Here is an alternative using rle.
Write function to calculate run length to specified value. If the specified run value (y) is the first value it returns a 0 and if it is missing then a NA is returned.
time.to.event <- function(x, y=1, dir=c("LR", "RL")) {
if(dir[1] == "RL") x <- rev(x)
x.idx <- rle(x)$values
e.idx <- rle(x)$lengths
if(x[1] == y) {
e <- 0
} else {
e <- e.idx[which(x.idx == y)-1][1]
}
return( e )
}
Test the function on your example, left-to-right (LR is default) and right-to-left (dir="RL").

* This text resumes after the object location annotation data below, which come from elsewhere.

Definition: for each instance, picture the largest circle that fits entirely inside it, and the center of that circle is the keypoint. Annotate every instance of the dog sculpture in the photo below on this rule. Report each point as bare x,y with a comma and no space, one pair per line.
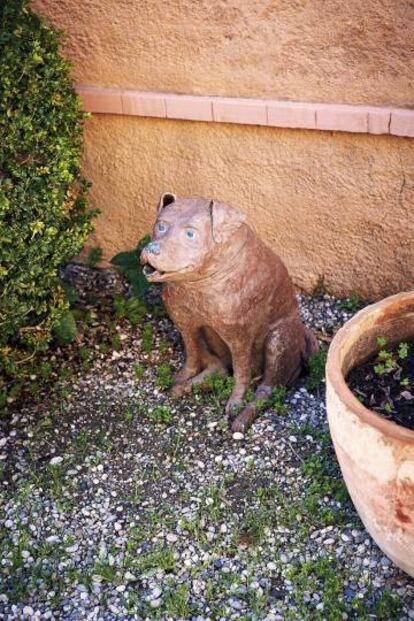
231,298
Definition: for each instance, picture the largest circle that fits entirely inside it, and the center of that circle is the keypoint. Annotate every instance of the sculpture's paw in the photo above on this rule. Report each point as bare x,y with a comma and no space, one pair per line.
245,419
183,376
233,406
179,389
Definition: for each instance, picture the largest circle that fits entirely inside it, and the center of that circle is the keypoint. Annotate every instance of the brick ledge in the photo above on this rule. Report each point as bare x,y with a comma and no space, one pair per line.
268,112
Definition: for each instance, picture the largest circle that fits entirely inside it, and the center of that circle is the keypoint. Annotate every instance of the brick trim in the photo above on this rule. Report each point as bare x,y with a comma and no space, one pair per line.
268,112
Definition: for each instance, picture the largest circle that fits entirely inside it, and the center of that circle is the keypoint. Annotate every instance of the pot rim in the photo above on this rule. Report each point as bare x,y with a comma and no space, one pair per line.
336,380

time.to.event(c(0,0,0,0,1,0,0,0,1,0))
time.to.event(c(0,0,0,0,1,0,0,0,1,0),dir="RL")
Now, apply it to a raster stack example
library(raster)
r <- do.call(raster::stack, replicate(20,raster::raster(matrix(sample(
c(0,1), 1000, replace=TRUE), 100, 100))))
( t2e <- calc(r, fun=time.to.event) )
Correct answer by Jeffrey Evans on May 5, 2021
You can use calc with a function that finds the first one. The only complication is coping with not having any ones in the stack at any point, which I workaround here by testing and returning -1.
> fone= calc(r, fun=function(x){W=which(x==1); if(length(W)==0){return(-1)};return(min(W))})
To check, the first pixel out is:
> fone[1,1]
[1] 7
which comes from:
> r[1,1]
layer.1.1.1 layer.2.1.1 layer.1.2.1 layer.2.2.1 layer.1.1.2 layer.2.1.2
[1,] 0 0 0 0 0 0
layer.1.2.2 layer.2.2.2 layer.1 layer.2
[1,] 1 0 0 0
>
which has a 1 in the 7th position.
Couple more tests:
> fone[50,50]
[1] -1
So there shouldn't be any 1s in the raster at (50,50):
> r[50,50]
layer.1.1.1 layer.2.1.1 layer.1.2.1 layer.2.2.1 layer.1.1.2 layer.2.1.2
[1,] 0 0 0 0 0 0
layer.1.2.2 layer.2.2.2 layer.1 layer.2
[1,] 0 0 0 0
and (20,21) has more than 1:
> r[20,21]
layer.1.1.1 layer.2.1.1 layer.1.2.1 layer.2.2.1 layer.1.1.2 layer.2.1.2
[1,] 1 0 0 0 0 0
layer.1.2.2 layer.2.2.2 layer.1 layer.2
[1,] 0 0 1 0
and we catch the first one:
> fone[20,21]
[1] 1
There's probably a neater expression for the function that does it without an "if" but my brain is not up to it right now. Will edit if I think of it.
Thought.
Stick a "1" on the end of the vector of values being tested as a "guard value", then you know that which will definitely find something, and if it returns the number of layers in r plus 1, its found the guard value:
firstone = function(x){min(which(c(x,1)==1))}
fone = calc(r, firstone)
and if you want to set the pixels with no ones to something:
fone[fone == nlayers(r)+1] = NA
or whatever.
You say that
c(0,0,0,0,1,0,0,0,1,0))
should return 4, but my code will return 5. Subtract one from the value in my function.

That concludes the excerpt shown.